Emmanuel Macron, who is trying to make sure he gets a place in the presidential runoff in April, can't afford to let the migration crisis run away from him. Boris Johnson has a lot at stake. Nigel Farage, his mysterious donors who are ready to pay their cheques, is once again stirring and threatening the right flank of the Conservative party. Johnson s backbenchers are struggling to square how Brexit regained control of the UK s border when 25,700 migrants arrived in the UK in a slow but steady stream of inflatable boats.

According to French sources, the British prime minister is positively neuralgic about the Channel, which is repeatedly returning to the subject of migrants and refugees in his private conversations with Macron. French diplomats say that Johnson is 80% driven by short-term domestic politics.

The home secretary, Priti Patel, is accused of being in trouble because he is accused of chasing headlines rather than a real-world solution. She promised in 2020 to solve the migrant crisis by the end of the year, but has self-evidently failed.

The easiest route for both sides is to point an accusatory finger across the Channel or to adopt the role of affronted victim.

Many military and diplomatic officials are in fact eager to keep the relationship functioning, and are trying desperately behind the scenes to do so. They are still looking for opportunities to cooperate on defence, including areas such as Mali, knowing defence has been the solid glue in the Franco-British relationship. But the glue is not sticking together with the rhetoric of David Frost, the Brexit minister, or Cl ment Beaune, Macron's election attack dog.

The French, faced by accusations that they have been dilatory about the Channel migrants, point out it takes only a moment to look at the toll of migrant deaths in the Mediterranean over the past six years to know if solutions the size of a tabloid headline could quell the urge to migrate, then it would have been found.

More than 20,000 people are estimated to have died in the Mediterranean this year, more than 1,300 of them are estimated to have died in the last year.

Britain is saying that France is not supposed to be a failed state like Libya, and should do more to close down the people smugglers. London has threatened to cut financial support for France's border policing if Paris doesn't stop the flow of migrants. The French complain that the UK, bereft of identity cards, oversees a labour market where migrants can blend invisibly into the UK.

Faced by the labour market, French opposition politicians but not yet the government itself are questioning the Le Touquet agreement, a bilateral treaty that allows British border force officers to carry passport checks in France, and vice versa. Since the UK is subject to the EU Dublin convention, which obliges asylum seekers to apply to the first country in Europe where they have stayed, it is claimed by the French National Consultative Commission on Human Rights that it will make France the police arm of British migration policy before Brexit. That obligation will die with the passing of the EU.

France also grates at moral lectures from Britain; over the past year, 83,000 asylum applications were lodged in France, compared to only 31,000 in the UK. In 2020, the UK had 5.78 asylum seekers and refugees per 10,000 inhabitants, compared with 16.93 for France, 19.52 for Germany and 60.57 for Greece.

To unilaterally tear up the Le Touquet agreement in effect, waving migrants through to the UK would be to drop a bomb into the relationship.

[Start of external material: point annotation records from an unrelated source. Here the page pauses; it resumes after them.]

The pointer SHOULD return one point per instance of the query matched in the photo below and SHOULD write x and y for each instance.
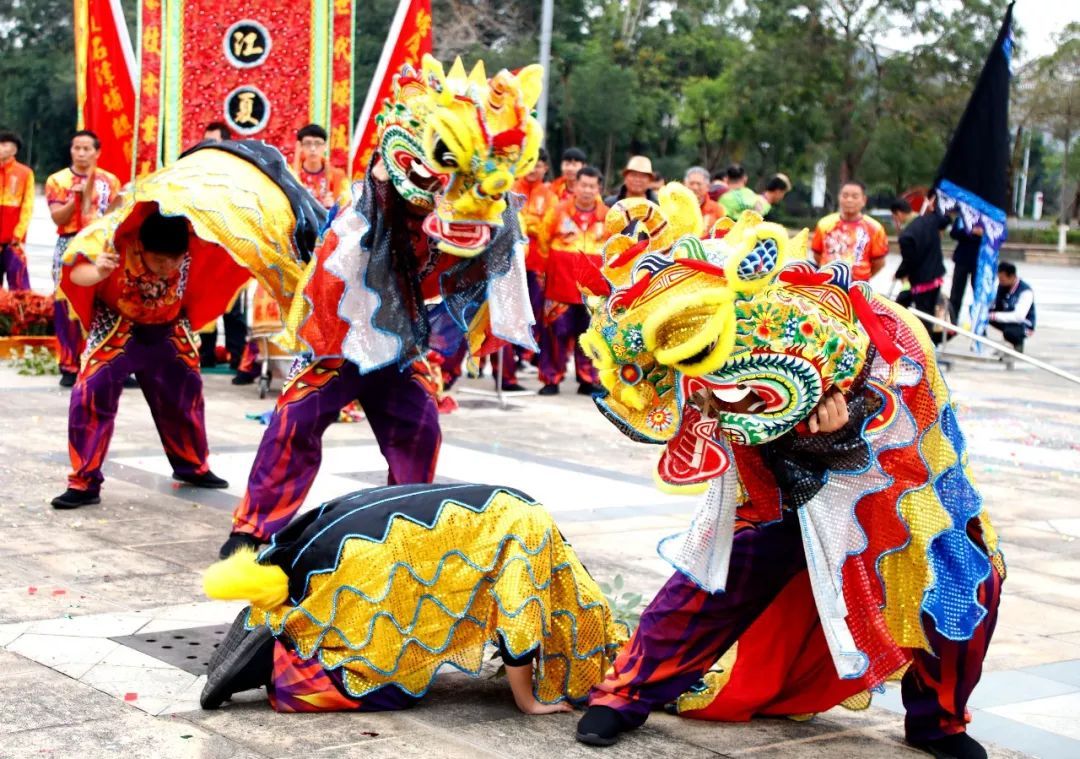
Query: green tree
(37, 66)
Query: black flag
(973, 177)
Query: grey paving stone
(552, 735)
(1062, 672)
(258, 728)
(131, 734)
(999, 688)
(729, 737)
(35, 699)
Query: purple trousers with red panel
(165, 363)
(403, 416)
(13, 266)
(69, 336)
(685, 629)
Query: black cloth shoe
(589, 389)
(206, 479)
(238, 541)
(73, 499)
(599, 727)
(957, 746)
(242, 662)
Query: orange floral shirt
(106, 187)
(855, 243)
(16, 201)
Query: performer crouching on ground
(356, 605)
(136, 293)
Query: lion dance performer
(433, 218)
(356, 605)
(818, 565)
(173, 255)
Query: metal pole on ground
(997, 346)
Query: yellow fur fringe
(242, 578)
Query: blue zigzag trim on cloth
(955, 606)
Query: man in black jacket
(922, 262)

Macron is aware that he needs to have the rest of Europe on his side. Jean-Yves Le Drian, the French foreign secretary, recently complained that the remarkable aspect of Britain's map was that it erased Europe. There are limits to the European preparedness to fall behind the French tendency to equate the European national interest with the national interest of France.

Germany is working on preparing a bilateral agreement with the UK. Liz Truss, the foreign secretary, will visit Spain soon, an astute choice for her first visit to an EU state.

Both sides manoeuvres don't dare go beyond the brink.